Помнится, доброжелательный критик некогда попрекнул Давыдова тем, что в романе "Глухая пора листопада", где охранка шантажирует эмигранта Льва Тихомирова нелепо нервирующими посланиями, он похитил прием у Остапа Бендера, именно таким образом стращающего миллионера Корсике, а Давыдов с видимым удовольствием объяснил, что, напротив, это Ильф и Петров прочли тихомировские записки и пародийно воспроизвели эпистолярный шантаж. Так и тут, в новой повести: история-каламбуристика дает сто очков любой писательской выдумке. Исторический анекдот о некоем Пинхусе Бромберге, чья идея устроить в Санкт-Петербурге 1830-х годов подворье для приезжих евреев была властью пресечена, - пустячная эта история, выуженная в архиве и взятая на пробу как одна из подробностей нескончаемо злободневного "еврейского вопроса", вызывает из тьмы веков не одних тех, кто хронологически близок к фабуле повести. Не только Пестеля или Наполеона (возможно, и Бенкендорфа), но аж Кира персидского. Ибо все они каламбурно-парадоксальным образом могут быть уличены в сионизме, все замышляли создание еврейского государства - о, не ради блага народа-изгнанника, но в целях практических, патриотических: дабы переселенные инородцы образовали для тех, кто организовал переселение, "наивыгодный плацдарм".

Да, шутит, гримасничает история. Сочувствующий бедняге Пинхусу, но блюдущий притом интересы империи жандармский чиновник Попов побывал, оказалось, в учителях у неистового Виссариона; другой жандарм, Ракеев. также втянутый в это дело, был тем, кто сопровождал в Святые Горы гроб с пушкинским телом и арестовывал Чернышевского, - мудрено ль, что и самому рассказчику-автору удается существовать сразу в обеих реальностях, первая из которых - история и архив, вторая - игривая писательская фантазия? Да поди разбери, что тут первей: ведь не нюансы какие-то, а само содержание этой занятнейшей переклички зависит не только и даже не столько от фактов, сколько от их осмысления, фактора субъективного. Да! И - пуще того: быть может, история и есть само это осмысление, так что надежда раз навсегда постичь ее объективность - утопия? Такая же, как существующий якобы ее объективный суд. Подумаем, не ходя далеко: тот же Ракеев, всего лишь исполняющий рутинный жандармский долг, это одно, но он же в зловещей роли пушкинского Харона пересоздан нашим воображением, целиком зависящим от нашего же - пристрастнейшего - отношения к Пушкину. Судьба его и фигура отныне исполнены значительности - полупонятной, почти мистической.

Прав я или не прав (вероятно, нет), но мысль эта рождена чтением давыдовской прозы, где - сейчас говорю о повести "Зоровавель" - тюремный товарищ Кюхли крыса Пасюк будто бы понимает английский: прежние узники просветили... Да почему будто бы?
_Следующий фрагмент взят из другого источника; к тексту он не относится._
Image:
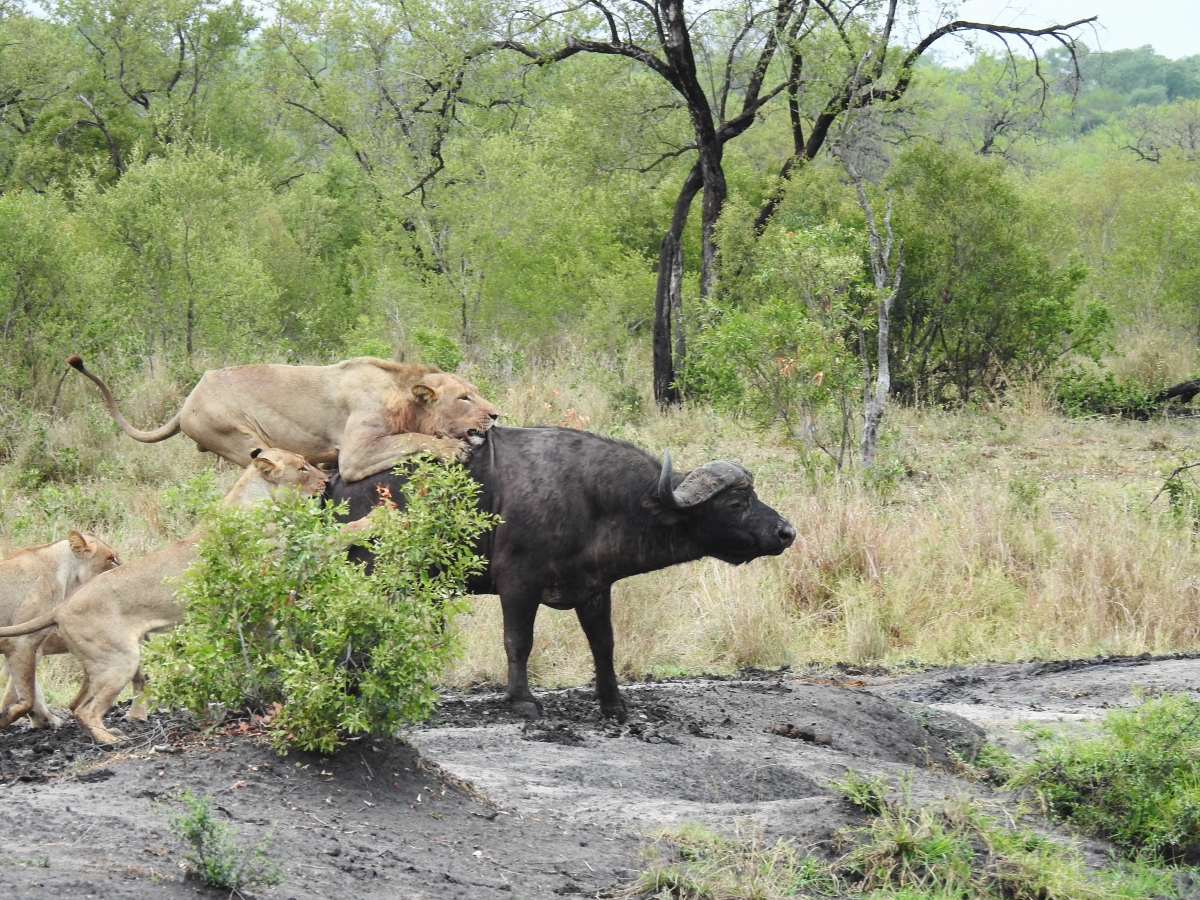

Точно так же не воспринимаешь как выдумку сочиненный дневник о непроизошедшем событии, о походе русского войска в Святую землю, принадлежащий будто бы... Тьфу!.. Принадлежащий генералу Ащеулову, герою "Заговора сионистов". Дело, не только в изящном мастерстве стилизации, но - в свободе допущения, в вариантности, в диалогичности русской истории, где "если бы да кабы" никогда не было ни запретно, ни бессмысленно. Бесплодно - да, было и есть, но отсутствие выбора, альтернативы, как выражаемся ныне, - давнее наше несчастье.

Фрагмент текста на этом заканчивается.